Olympus Corp. of the Americas (OCA), an OLA affiliate, also agreed to settle separate civil and criminal charges involving a scheme that paid kickbacks to U.S. doctors and hospitals, the Department of Justice said in a press release announcing the settlements. OCA will pay over $620 million to resolve the criminal and civil claims against it.
Charged conduct. According to the OLA criminal complaint, between 2006 and 2011 OLA implemented a plan to increase medical equipment sales in Central and South America by providing payments to health care practitioners at government owned health care facilities. Payments included cash, money transfers, personal grants, personal travel, and free or heavily discounted equipment. The primary method OLA employed to deliver the illicit benefits was through “training centers,” which were nominally set up to educate and train doctors, but which OLA used to provide benefits to pre-selected practitioners. OLA and others paid nearly $3 million to practitioners to induce the purchase of Olympus products and recognized more than $7.5 million in profits as a result, according to the DOJ.
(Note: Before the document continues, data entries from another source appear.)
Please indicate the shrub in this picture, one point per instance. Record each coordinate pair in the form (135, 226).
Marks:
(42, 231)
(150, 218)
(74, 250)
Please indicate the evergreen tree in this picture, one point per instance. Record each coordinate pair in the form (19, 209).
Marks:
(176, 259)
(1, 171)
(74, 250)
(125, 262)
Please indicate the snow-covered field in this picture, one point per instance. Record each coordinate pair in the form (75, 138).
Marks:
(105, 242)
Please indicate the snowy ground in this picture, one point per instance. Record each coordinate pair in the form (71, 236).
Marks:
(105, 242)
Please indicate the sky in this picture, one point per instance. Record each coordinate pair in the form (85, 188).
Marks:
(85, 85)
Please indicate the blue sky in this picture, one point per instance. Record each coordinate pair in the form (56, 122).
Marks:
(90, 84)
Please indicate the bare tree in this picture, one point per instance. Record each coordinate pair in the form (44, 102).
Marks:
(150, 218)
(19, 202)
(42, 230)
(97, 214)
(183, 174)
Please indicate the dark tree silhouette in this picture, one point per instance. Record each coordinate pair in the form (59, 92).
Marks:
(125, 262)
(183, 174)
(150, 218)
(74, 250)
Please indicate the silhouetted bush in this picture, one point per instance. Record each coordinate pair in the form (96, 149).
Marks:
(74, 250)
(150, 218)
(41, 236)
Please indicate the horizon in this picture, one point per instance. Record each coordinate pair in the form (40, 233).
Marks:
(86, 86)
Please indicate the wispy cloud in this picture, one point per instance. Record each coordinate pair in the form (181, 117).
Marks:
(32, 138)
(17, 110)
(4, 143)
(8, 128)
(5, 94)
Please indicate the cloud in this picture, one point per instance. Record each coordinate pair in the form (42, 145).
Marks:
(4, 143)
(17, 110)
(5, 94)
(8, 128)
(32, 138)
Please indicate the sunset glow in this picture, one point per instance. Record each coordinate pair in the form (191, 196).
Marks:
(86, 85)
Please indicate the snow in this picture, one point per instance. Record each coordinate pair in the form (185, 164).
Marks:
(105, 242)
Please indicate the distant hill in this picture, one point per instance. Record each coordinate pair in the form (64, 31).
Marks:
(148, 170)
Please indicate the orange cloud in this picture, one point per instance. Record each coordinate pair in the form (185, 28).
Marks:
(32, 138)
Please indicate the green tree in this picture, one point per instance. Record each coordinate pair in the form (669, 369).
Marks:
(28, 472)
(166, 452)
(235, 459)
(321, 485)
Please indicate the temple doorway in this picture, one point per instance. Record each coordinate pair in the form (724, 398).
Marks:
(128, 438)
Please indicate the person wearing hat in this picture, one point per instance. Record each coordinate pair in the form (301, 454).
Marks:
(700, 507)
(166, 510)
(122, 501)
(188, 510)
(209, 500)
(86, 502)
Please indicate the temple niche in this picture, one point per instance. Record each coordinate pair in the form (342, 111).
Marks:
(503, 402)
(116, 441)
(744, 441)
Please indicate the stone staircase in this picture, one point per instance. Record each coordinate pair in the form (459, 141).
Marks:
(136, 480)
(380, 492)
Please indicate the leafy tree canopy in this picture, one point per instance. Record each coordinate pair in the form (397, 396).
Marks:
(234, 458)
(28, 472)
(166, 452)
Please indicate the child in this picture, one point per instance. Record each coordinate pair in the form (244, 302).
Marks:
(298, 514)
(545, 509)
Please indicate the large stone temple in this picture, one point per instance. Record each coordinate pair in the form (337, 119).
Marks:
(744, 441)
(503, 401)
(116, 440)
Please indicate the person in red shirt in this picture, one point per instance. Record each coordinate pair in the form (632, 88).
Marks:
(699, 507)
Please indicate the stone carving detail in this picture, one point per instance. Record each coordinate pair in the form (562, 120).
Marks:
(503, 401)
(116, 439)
The settlement. DOJ said that the FCPA resolution was based on a number of factors, including that OLA did not voluntarily disclose the misconduct in a timely manner. Regardless, OLA received a 20 percent reduction on its penalty for its cooperation, which included an extensive internal investigation, translation of numerous foreign language documents, and assistance in collecting, analyzing, and organizing voluminous evidence, according to the settlement and press release.
The DPA is in effect for three years and the firm must retain a compliance monitor.
OCA settlement. OCA, the largest distributor of endoscopes and related equipment, was charged with conspiracy to violate the Anti-Kickback Statute (AKS), which prohibits payments to induce purchases paid for by federal health care programs. OCA also entered into a Corporate Integrity Agreement (CIA) and a settlement agreement with a three year deferred prosecution agreement that will allow it to avoid conviction if it complies with the reform and compliance requirements outlined in the agreement.